Washington, D.C. – New technologies – like cell phones, smart phones, laptops and navigation devices – are making it increasingly easy to track and log the location of individual Americans, yet federal laws have not kept pace with the technology. The lack of legal clarity surrounding the use of electronically-obtained location data, also known as geolocation information, means that there are no clear rules for how this data can be used, accessed or sold by law enforcement, commercial entities or private citizens. As a result, prosecutors are often unsure when judges will allow geolocation information to be admitted as evidence. Telecommunications companies are often unsure when or if they are allowed to share their customer’s geolocation data with law enforcement. Customers are often unsure when or if their providers are sharing their geolocation data with law enforcement or selling it to other private companies. It is even unclear if law enforcement has the tools to arrest a stalker caught using technology to follow another person or obtain that person’s geolocation information.
With this in mind, U.S. Senator Ron Wyden (D-Ore.) and U.S. Representative Jason Chaffetz (R-Utah) teamed up to write the Geolocation Privacy and Surveillance (GPS) Act. The bipartisan legislation creates a legal framework designed to give government agencies, commercial entities and private citizens clear guidelines for when and how geolocation information can be accessed and used. U.S. Representative Bob Goodlatte, Chairman of the House Judiciary Subcommittee on Intellectual Property, Competition and the Internet, endorsed the effort as an original co-sponsor.
“GPS technology is unquestionably a great tool, not just for Americans on the go and cellular companies offering services, but for law enforcement professionals looking to track suspects and catch criminals,” Wyden said. “But all tools and tactics require rules and right now, when it comes to geolocation information, the rules aren’t clear. Congressman Chaffetz and I have worked to establish rules that we believe will foster the effective use of geolocation data while protecting the privacy rights of law-abiding American citizens.”
“I think it’s great that GPS and tracking technology exists,” said Chaffetz. “What isn’t great is the idea that this technology can be used to track somebody without their knowledge. It is the job of Congress to protect and defend the United States Constitution and the personal liberties provided to American citizens under the Fourth Amendment.

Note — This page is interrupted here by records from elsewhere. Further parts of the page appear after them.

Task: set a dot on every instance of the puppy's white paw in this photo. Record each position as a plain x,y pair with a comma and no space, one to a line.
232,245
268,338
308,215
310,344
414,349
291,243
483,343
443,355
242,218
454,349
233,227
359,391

Quite frankly, the government and law enforcement should not be able to track somebody indefinitely without their knowledge or consent, or without obtaining a warrant from a judge.”
Overall the GPS Act:
- Provides clarity for government agencies, commercial service providers, and the public regarding the legal procedures and protections that apply to electronic devices that can be used to track the movements of individual Americans. In a recent memo, the Congressional Research Service identified a lack of cohesion throughout criminal court jurisdictions over what standards and procedures must be met in order for information gathered though GPS devices to be used in court. This lack of clarity has led to confusion among law enforcement and prosecutors who waste valuable time and resources litigating and appealing what should be clear cut rules. The GPS Act takes steps to establish clear cut rules.
- Requires the government to show probable cause and get a warrant before acquiring the geolocational information of a U.S. person, while setting out clear exceptions such as emergency or national security situations or cases of theft or fraud.
- Applies to all law enforcement acquisitions of the geolocational information of individual Americans without their knowledge, including acquisition from commercial service providers as well as from tracking devices covertly installed by the government.
- Applies to real-time tracking of a person’s movements, as well as the acquisition of records of past movements. (Real-time tracking = “Where is John Smith right now?” Acquisition of records of past movements =“Where did John Smith go on St. Patrick’s Day?”)
- Closely tracks existing wiretapping laws with regard to court procedures for getting a warrant, penalties for acting without a warrant, exclusivity of the authority, authorization without a court order, etc.
- Creates criminal penalties for surreptitiously using an electronic device to track a person’s movements that parallel those for wiretapping. (Currently, if a woman’s ex-husband taps her phone, he is breaking the law. This legislation would treat hacking her GPS to track her movements as a similar offense).
- Prohibit commercial service providers from sharing customers’ geolocational information with outside entities without customer consent.